With regards to the game’s mechanics, it makes sense to incorporate some form of linear mission progression intermixed with the ability to race around a giant set piece and murder enemies. It would be akin to Halo’s open air battles which promised multiple approaches, vehicles and tactics towards successfully killing enemies.
We’ve seen hints of such open air areas in the Gears of franchise but within a tighter area – and without the feeling of “Go there and do this thing before doubling back and doing the other thing” – it could help lend that urgency of war without compromising on the in-your-face intensity that the series if known for.
Active Reload shouldn’t be scrapped but it should be built. Deliver damage multipliers for successive Active Reloads. Send out enemies that can only be taken down in this fashion or at least structure certain difficulties in such a way that these multipliers will be necessary. Allow gamers to customize their load outs at the beginning of each mission along with different Perks and Abilities. Give them different equipment to further distinguish themselves from their friends and have these character load outs carry over into multiplayer/co-op.
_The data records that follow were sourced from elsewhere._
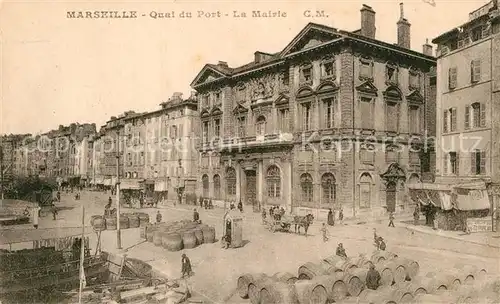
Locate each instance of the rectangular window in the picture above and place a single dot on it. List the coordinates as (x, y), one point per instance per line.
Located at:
(414, 120)
(329, 108)
(365, 69)
(306, 116)
(217, 127)
(392, 117)
(284, 117)
(242, 128)
(366, 106)
(454, 163)
(306, 74)
(452, 78)
(475, 70)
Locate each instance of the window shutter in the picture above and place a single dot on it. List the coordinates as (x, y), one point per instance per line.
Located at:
(483, 162)
(445, 121)
(473, 163)
(483, 115)
(453, 119)
(467, 117)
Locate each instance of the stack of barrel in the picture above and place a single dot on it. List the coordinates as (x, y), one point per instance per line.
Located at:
(333, 279)
(178, 235)
(127, 220)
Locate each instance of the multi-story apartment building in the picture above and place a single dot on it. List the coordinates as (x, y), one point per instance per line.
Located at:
(468, 97)
(327, 122)
(160, 150)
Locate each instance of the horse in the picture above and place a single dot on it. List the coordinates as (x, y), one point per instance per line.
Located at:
(302, 221)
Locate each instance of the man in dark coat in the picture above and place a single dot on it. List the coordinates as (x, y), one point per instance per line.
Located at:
(196, 216)
(341, 251)
(372, 278)
(331, 220)
(186, 266)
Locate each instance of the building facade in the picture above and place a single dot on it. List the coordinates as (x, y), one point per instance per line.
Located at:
(328, 122)
(468, 96)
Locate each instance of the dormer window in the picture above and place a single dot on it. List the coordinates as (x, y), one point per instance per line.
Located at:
(328, 68)
(365, 69)
(391, 74)
(306, 74)
(414, 80)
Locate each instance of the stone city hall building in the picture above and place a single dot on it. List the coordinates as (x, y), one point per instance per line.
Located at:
(264, 125)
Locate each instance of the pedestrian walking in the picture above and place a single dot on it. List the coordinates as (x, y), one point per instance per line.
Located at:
(324, 231)
(416, 215)
(373, 278)
(331, 218)
(341, 251)
(391, 219)
(186, 266)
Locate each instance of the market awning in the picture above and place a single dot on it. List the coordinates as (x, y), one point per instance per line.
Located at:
(161, 186)
(130, 184)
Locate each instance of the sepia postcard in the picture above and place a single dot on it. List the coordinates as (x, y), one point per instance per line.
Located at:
(250, 152)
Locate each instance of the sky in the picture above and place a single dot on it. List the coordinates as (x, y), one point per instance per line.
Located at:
(58, 70)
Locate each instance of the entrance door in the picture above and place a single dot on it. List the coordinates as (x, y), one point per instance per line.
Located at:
(390, 198)
(251, 188)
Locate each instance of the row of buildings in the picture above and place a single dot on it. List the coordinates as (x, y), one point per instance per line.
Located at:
(336, 119)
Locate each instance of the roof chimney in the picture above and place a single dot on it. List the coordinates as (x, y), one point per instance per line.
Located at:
(403, 29)
(368, 28)
(427, 48)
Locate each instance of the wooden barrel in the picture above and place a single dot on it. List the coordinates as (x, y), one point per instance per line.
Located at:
(99, 223)
(208, 235)
(335, 286)
(143, 219)
(340, 264)
(172, 242)
(189, 240)
(244, 282)
(272, 292)
(198, 233)
(380, 255)
(110, 222)
(412, 267)
(362, 261)
(285, 277)
(310, 270)
(398, 270)
(386, 276)
(355, 281)
(157, 237)
(311, 292)
(133, 220)
(124, 224)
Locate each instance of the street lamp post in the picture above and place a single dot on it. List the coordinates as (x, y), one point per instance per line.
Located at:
(118, 231)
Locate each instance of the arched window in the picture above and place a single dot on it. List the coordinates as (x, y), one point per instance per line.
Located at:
(217, 186)
(231, 181)
(273, 180)
(307, 187)
(204, 181)
(260, 126)
(329, 188)
(365, 190)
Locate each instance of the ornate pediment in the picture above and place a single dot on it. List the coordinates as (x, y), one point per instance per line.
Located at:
(207, 74)
(304, 92)
(367, 87)
(327, 87)
(310, 36)
(415, 97)
(394, 172)
(393, 93)
(282, 99)
(240, 109)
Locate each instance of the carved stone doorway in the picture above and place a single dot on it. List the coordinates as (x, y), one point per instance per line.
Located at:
(251, 187)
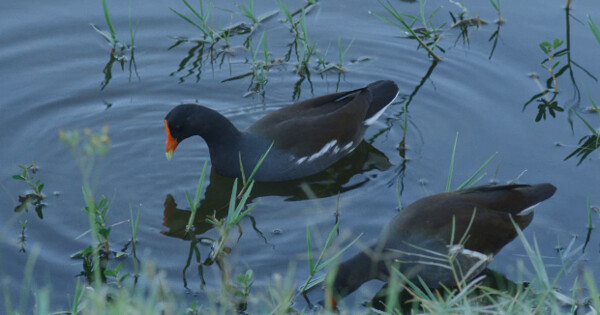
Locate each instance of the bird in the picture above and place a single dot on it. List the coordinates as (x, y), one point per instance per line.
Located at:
(301, 139)
(420, 238)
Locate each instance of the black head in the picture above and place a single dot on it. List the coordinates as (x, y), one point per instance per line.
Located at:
(179, 125)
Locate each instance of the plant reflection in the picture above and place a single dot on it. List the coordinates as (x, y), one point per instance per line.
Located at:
(215, 204)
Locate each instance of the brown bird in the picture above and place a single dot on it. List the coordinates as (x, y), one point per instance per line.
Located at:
(481, 216)
(307, 137)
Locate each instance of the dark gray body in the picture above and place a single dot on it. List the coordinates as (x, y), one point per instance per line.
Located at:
(307, 137)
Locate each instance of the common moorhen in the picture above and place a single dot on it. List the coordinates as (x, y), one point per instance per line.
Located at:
(481, 216)
(307, 137)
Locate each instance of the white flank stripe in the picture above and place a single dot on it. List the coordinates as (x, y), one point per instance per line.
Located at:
(328, 146)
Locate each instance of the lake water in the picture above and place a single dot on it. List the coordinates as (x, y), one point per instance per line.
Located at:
(52, 64)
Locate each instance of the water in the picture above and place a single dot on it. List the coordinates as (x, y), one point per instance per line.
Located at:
(51, 69)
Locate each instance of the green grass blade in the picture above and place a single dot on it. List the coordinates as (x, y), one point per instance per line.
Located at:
(338, 254)
(468, 181)
(451, 169)
(594, 28)
(109, 21)
(200, 186)
(311, 266)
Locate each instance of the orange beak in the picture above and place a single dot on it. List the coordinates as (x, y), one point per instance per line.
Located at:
(171, 142)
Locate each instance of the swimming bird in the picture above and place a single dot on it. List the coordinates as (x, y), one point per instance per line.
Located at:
(427, 234)
(304, 138)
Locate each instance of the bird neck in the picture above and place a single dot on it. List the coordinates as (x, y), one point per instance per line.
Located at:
(213, 127)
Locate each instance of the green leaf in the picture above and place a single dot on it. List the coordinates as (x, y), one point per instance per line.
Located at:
(311, 267)
(110, 273)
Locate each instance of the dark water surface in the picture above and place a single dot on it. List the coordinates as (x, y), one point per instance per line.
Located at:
(51, 70)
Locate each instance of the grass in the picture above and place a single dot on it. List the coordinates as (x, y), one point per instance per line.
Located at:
(34, 197)
(149, 293)
(406, 22)
(113, 290)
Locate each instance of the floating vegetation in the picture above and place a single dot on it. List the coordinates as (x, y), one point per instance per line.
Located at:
(118, 49)
(589, 143)
(35, 197)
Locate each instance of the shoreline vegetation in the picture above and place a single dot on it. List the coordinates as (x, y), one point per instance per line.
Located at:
(105, 286)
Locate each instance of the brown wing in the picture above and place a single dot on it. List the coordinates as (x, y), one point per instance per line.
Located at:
(305, 127)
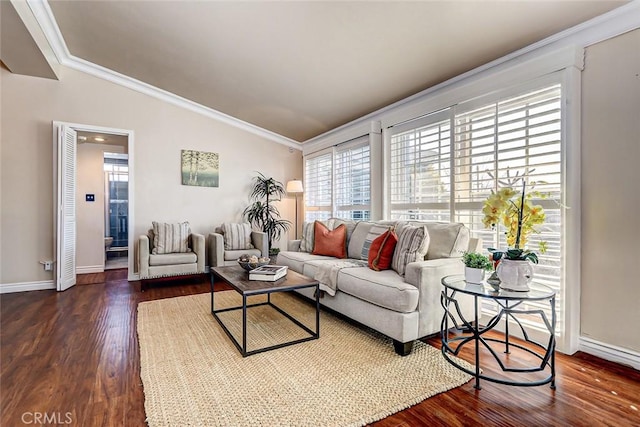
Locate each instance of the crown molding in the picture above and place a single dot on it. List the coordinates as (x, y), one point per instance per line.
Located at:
(44, 16)
(608, 25)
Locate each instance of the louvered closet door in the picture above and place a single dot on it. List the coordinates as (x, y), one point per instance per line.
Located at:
(66, 250)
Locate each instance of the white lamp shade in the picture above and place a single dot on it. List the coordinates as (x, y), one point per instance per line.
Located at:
(294, 187)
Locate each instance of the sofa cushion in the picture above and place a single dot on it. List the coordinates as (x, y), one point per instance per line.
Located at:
(412, 246)
(170, 237)
(447, 240)
(306, 242)
(375, 231)
(307, 239)
(383, 288)
(330, 242)
(173, 259)
(297, 260)
(234, 255)
(333, 223)
(381, 251)
(237, 236)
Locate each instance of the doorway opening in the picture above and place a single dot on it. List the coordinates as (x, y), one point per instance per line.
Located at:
(116, 210)
(93, 209)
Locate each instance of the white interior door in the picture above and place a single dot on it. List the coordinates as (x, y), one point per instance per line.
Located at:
(66, 224)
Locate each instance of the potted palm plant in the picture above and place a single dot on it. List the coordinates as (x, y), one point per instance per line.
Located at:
(475, 265)
(263, 214)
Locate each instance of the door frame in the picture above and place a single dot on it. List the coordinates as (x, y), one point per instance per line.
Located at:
(78, 127)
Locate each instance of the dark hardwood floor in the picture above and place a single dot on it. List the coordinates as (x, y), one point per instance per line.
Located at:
(73, 357)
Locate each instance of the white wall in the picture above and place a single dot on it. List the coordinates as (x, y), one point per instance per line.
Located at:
(610, 306)
(30, 104)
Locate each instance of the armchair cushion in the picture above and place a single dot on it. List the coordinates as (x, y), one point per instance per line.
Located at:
(170, 238)
(237, 236)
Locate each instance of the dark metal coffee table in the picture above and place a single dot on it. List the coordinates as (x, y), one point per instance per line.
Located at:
(238, 279)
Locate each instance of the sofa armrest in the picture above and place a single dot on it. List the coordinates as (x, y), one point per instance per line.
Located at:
(426, 276)
(260, 241)
(143, 256)
(293, 245)
(216, 250)
(198, 247)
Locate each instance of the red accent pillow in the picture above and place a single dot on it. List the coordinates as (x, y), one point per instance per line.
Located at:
(330, 242)
(381, 251)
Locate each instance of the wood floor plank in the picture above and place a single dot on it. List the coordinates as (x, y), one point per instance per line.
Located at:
(76, 352)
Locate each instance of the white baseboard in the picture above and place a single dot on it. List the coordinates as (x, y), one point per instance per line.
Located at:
(7, 288)
(613, 353)
(86, 269)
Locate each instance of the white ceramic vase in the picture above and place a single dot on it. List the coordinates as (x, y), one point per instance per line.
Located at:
(515, 275)
(473, 275)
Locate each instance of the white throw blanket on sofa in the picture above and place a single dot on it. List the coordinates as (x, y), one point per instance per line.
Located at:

Most importantly, Gears of War 4 should incorporate some form of persistent multiplayer. Have up to 16 players fighting together in the campaign, turning the exercise into one gigantic Horde campaign, and throw in those same open air missions for some additional carnage. There is so much that could be done with the next game in the series that it’s plain crazy to think about.
However, the one thing that Black Tusk Studios shouldn’t compromise on with Gears of War 4 is the series’ spirit. It’s about killing. It’s about staying alive and it’s about being a bad-ass about it. Plot, characterization, dialogue wheels, sandbox elements and whatnot are some nice hooks but at the end of the day, it’s about chain sawing an enemy to bits for the 1000th time and still feeling like it means something.